Document Type : Original Article
Authors
1 PhD student, Department of Persian Language and Literature, Payam Noor University, Tehran, Iran
2 Associate Professor, Department of Persian Language and Literature, Payam Noor University, Tehran, Iran
Abstract
The preface to Saadi’s Golestān is considered one of the foundational texts of Persian prose. Beyond its rhetorical and literary functions, it embodies a complex structure of cultural and semantic significations. Through the use of natural elements, religious references, philosophical reflections, and oppositional structures, the text creates a network of signs in which meaning emerges through the interaction of multiple layers of signification. Despite numerous studies addressing the literary and ethical dimensions of Golestān, the preface has received comparatively little attention from a semiotic perspective, particularly within the framework of Roland Barthes’s codes. The present study aims to analyze the production of meaning in the preface to Golestān through the cultural and semantic codes. The research adopts a descriptive–analytical method based on a semiotic reading of the text.
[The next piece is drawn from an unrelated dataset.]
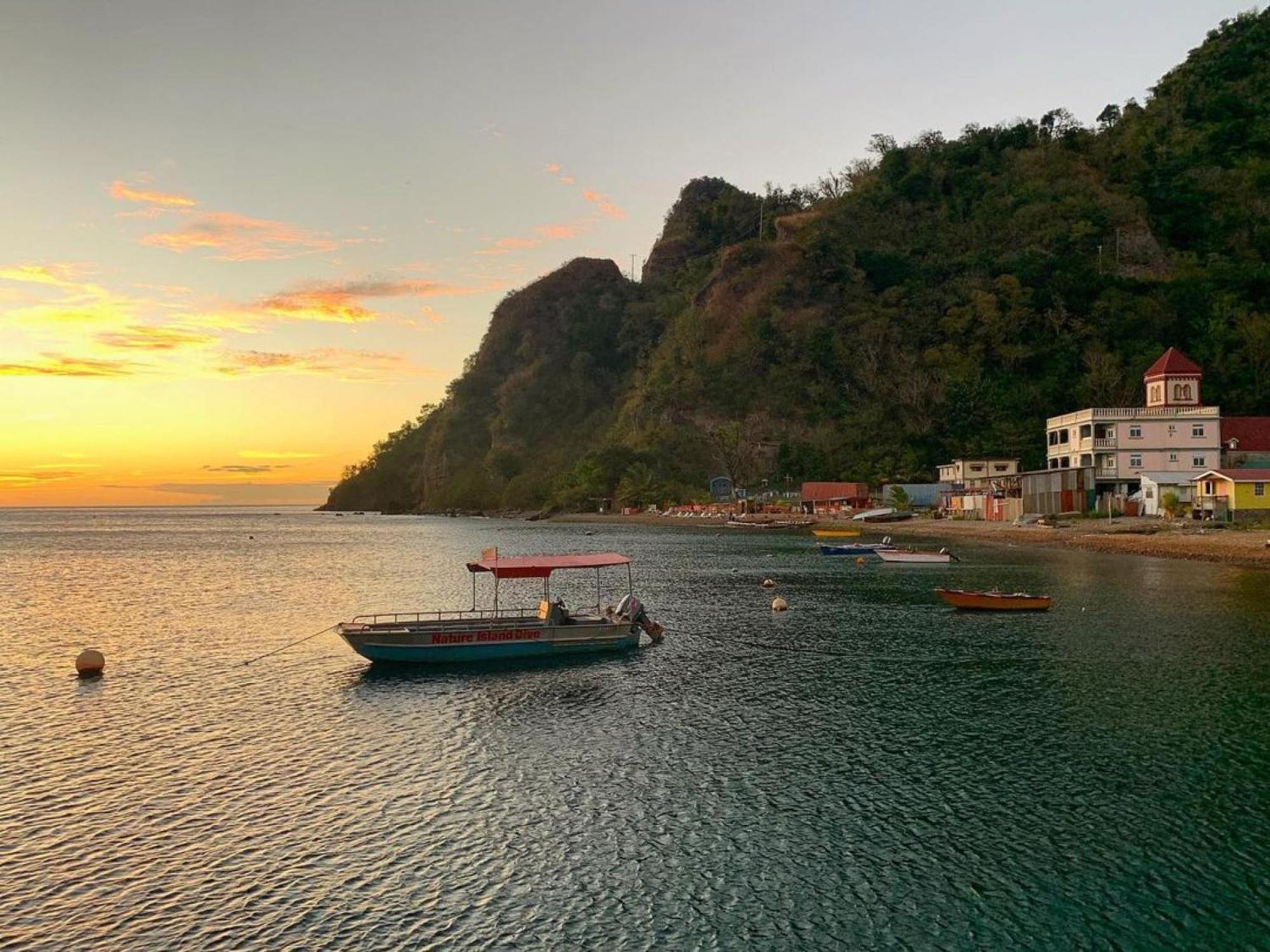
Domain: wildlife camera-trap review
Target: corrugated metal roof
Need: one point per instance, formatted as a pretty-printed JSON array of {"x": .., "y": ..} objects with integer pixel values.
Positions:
[{"x": 1252, "y": 432}]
The findings indicate that Saadi constructs a multilayered structure of meaning by establishing a network of semantic oppositions such as life/death, nature/writing, speech/silence, and heedlessness/awareness, within which mystical experience, philosophical reflection, and cultural order are intertwined. Furthermore, religious references, natural elements, and cultural beliefs function within the cultural code to activate the meanings of the text. Based on this analysis, the preface to Golestān can be regarded as an open text in which meaning is produced through the interaction between textual signs and the reader’s cultural presuppositions.